Only when 2 is added.

[Effect of the idea]

As described above, according to the present invention, even if the power supply to the device is temporarily stopped due to moving the electronic device or a power outage, etc., and then restarting the power supply, the state of the relay that was before the power supply was stopped is maintained.

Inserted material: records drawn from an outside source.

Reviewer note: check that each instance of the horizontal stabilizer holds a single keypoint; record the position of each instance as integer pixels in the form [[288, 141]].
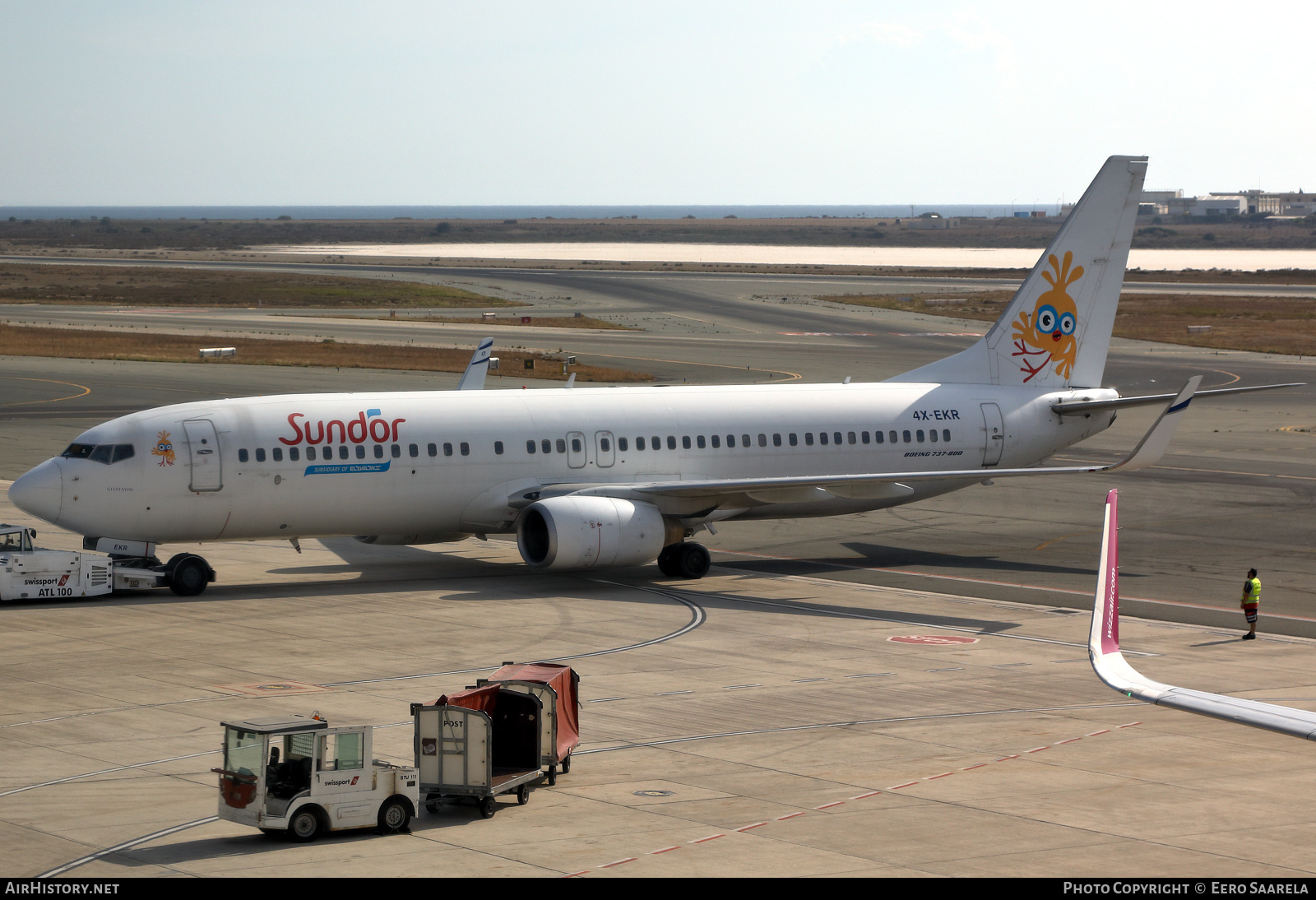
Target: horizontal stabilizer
[[1086, 407], [1111, 666]]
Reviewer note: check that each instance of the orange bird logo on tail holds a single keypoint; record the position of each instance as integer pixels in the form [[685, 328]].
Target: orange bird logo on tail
[[1048, 335]]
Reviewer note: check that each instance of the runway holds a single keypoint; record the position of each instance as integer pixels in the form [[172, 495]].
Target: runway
[[748, 724], [794, 735], [1235, 491]]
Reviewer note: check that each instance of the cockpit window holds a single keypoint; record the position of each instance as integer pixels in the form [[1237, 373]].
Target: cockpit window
[[102, 452]]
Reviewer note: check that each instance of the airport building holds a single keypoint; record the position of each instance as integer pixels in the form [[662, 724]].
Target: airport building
[[1221, 203]]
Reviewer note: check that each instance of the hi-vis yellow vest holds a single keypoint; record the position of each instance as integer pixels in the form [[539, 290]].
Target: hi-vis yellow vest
[[1252, 592]]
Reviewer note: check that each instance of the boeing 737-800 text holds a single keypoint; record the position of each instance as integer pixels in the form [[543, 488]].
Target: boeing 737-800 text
[[619, 476]]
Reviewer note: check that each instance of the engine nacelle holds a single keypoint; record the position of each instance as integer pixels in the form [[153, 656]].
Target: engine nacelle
[[405, 540], [563, 533]]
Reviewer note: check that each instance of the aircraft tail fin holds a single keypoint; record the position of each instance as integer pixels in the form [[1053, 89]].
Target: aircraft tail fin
[[1056, 331], [473, 379]]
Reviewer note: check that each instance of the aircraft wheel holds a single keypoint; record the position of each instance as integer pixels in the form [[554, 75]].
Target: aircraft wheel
[[668, 561], [304, 825], [694, 561], [188, 575]]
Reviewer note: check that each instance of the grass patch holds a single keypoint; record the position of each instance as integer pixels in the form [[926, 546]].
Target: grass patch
[[149, 285], [78, 344], [1258, 324]]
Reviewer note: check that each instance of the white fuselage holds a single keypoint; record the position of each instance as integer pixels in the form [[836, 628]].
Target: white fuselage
[[322, 465]]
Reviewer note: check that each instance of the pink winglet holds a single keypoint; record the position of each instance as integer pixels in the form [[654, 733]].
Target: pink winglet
[[1111, 601]]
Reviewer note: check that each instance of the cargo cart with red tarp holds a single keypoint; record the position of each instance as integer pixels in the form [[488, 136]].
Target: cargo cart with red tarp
[[478, 744], [557, 689]]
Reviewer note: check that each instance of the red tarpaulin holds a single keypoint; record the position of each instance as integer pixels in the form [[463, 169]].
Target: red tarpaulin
[[563, 680], [484, 699]]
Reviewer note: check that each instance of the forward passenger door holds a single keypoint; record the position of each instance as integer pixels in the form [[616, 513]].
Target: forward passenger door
[[605, 450]]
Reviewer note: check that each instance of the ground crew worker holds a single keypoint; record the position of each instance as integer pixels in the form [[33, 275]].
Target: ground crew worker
[[1249, 603]]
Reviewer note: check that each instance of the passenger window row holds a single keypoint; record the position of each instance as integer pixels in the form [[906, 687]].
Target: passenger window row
[[109, 452], [824, 438]]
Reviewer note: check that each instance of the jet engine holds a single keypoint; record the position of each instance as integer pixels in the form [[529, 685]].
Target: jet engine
[[405, 540], [565, 533]]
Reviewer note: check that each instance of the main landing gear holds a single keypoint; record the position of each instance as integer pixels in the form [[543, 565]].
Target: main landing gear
[[684, 561]]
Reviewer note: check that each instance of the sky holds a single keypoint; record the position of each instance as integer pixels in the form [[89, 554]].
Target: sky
[[669, 103]]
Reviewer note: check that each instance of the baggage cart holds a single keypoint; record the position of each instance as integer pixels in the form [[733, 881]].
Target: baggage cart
[[478, 744], [557, 689]]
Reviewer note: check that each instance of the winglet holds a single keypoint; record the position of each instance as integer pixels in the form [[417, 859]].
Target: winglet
[[1105, 616], [1155, 443], [473, 379], [1103, 643], [1103, 649]]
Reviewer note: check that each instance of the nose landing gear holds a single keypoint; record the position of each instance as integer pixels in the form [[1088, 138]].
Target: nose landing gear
[[188, 574], [684, 559]]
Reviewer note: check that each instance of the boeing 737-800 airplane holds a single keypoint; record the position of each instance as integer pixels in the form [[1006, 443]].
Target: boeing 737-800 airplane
[[619, 476]]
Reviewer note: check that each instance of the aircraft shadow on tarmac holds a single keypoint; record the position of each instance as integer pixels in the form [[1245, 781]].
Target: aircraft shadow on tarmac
[[802, 607], [887, 557]]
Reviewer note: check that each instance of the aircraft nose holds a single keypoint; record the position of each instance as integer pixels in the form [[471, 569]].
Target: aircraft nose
[[39, 491]]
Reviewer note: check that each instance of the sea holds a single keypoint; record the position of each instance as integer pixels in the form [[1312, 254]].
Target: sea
[[638, 211]]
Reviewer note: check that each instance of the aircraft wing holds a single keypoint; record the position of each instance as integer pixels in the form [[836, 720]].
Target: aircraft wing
[[1109, 663], [878, 485], [473, 379]]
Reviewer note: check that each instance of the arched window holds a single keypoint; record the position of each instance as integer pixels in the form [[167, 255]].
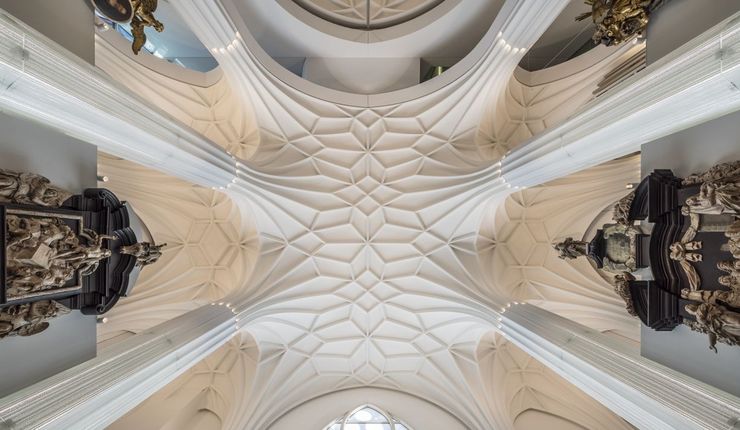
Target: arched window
[[367, 418]]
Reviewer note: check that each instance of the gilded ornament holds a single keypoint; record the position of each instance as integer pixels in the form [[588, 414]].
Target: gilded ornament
[[143, 17], [618, 20]]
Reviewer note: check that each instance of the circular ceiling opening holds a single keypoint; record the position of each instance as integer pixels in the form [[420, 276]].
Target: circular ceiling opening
[[368, 14]]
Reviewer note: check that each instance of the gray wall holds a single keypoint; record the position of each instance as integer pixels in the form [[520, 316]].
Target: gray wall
[[694, 150], [70, 339], [679, 21], [68, 22]]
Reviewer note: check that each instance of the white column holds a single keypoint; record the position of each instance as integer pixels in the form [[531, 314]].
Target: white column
[[646, 394], [697, 82], [94, 394], [44, 82]]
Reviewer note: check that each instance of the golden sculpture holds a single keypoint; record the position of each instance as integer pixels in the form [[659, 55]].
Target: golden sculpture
[[718, 322], [618, 20], [29, 319], [30, 189], [143, 17], [44, 254], [146, 253]]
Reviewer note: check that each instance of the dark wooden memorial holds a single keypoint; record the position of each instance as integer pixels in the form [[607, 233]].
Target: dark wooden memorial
[[61, 252], [682, 264]]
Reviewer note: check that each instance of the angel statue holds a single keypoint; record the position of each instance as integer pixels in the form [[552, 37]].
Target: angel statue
[[86, 259], [30, 189], [717, 321], [29, 319], [143, 17], [618, 20]]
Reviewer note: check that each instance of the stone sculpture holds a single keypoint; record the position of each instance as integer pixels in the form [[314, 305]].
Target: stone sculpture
[[30, 189], [44, 253], [29, 319], [146, 253]]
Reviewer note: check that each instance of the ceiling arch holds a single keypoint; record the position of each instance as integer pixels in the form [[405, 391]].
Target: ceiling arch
[[368, 217], [368, 14]]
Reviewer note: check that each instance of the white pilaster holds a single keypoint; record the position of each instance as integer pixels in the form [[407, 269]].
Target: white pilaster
[[646, 394], [697, 82], [95, 393]]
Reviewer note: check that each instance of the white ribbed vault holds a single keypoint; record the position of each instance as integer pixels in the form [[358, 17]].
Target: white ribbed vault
[[368, 218]]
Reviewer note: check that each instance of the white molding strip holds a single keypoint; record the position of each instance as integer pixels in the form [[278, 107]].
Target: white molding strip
[[41, 80], [646, 394], [94, 394]]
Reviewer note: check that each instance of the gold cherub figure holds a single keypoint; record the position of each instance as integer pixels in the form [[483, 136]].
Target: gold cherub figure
[[143, 17]]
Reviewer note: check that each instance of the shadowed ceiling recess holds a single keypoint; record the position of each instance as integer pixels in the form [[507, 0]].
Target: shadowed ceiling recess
[[368, 14]]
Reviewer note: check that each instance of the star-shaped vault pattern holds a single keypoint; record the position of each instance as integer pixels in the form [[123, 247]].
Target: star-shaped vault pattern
[[370, 269]]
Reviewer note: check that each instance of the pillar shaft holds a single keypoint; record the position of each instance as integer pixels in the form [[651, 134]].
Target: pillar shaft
[[94, 394]]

It is possible to reliably prevent malfunction of the relay.

[Brief explanation of the drawing]

The drawing is a circuit diagram of one embodiment of the present invention. 1... Control circuit, 2... Relay, 3, 4... Transistor, 6... Capacitor, 7, 8, 9, 1
1, 14...Resistor, 10,12,13...Diode.

Claims (1)

[Claims for Utility Model Registration] First terminal A to which the first voltage V1 is constantly applied
a self-holding relay 2; a first switching element connected between the first terminal A and the self-holding relay 2 and controlling a current for turning off the self-holding relay 2; 3, a capacitor 6 connected in series to the self-holding relay 2 and having its other end grounded; and a capacitor 6 connected to the first terminal A and having its other end connected to the control electrode of the first switching element 3. a second switching element 4 connected between the other end of the high resistance 7 and the ground and controlling a current for turning on the self-holding relay 2; and the relay 2. and the first switching element 3
and a diode 10 connected between the connection point of the high resistance 7 and the second switching element 4, and when the self-holding relay 2 is on, the first
a second terminal B to which a second voltage V2 that rises slower and falls faster than the voltage V1 is applied; one end is connected to the second terminal B, and the other end is connected to the first switching terminal B; The resistor 8 connected to the control electrode of the element 3, the power terminal P whose output is "L" (low level) when the power is turned on, and the output of the power terminal P set to "H".
a remote control control circuit 1 having a set terminal S for receiving a signal for switching to a high level (high level);
A drive circuit for a self-holding relay, which is connected to a control electrode of a switching element 4, and the set terminal S is connected to the resistor 8.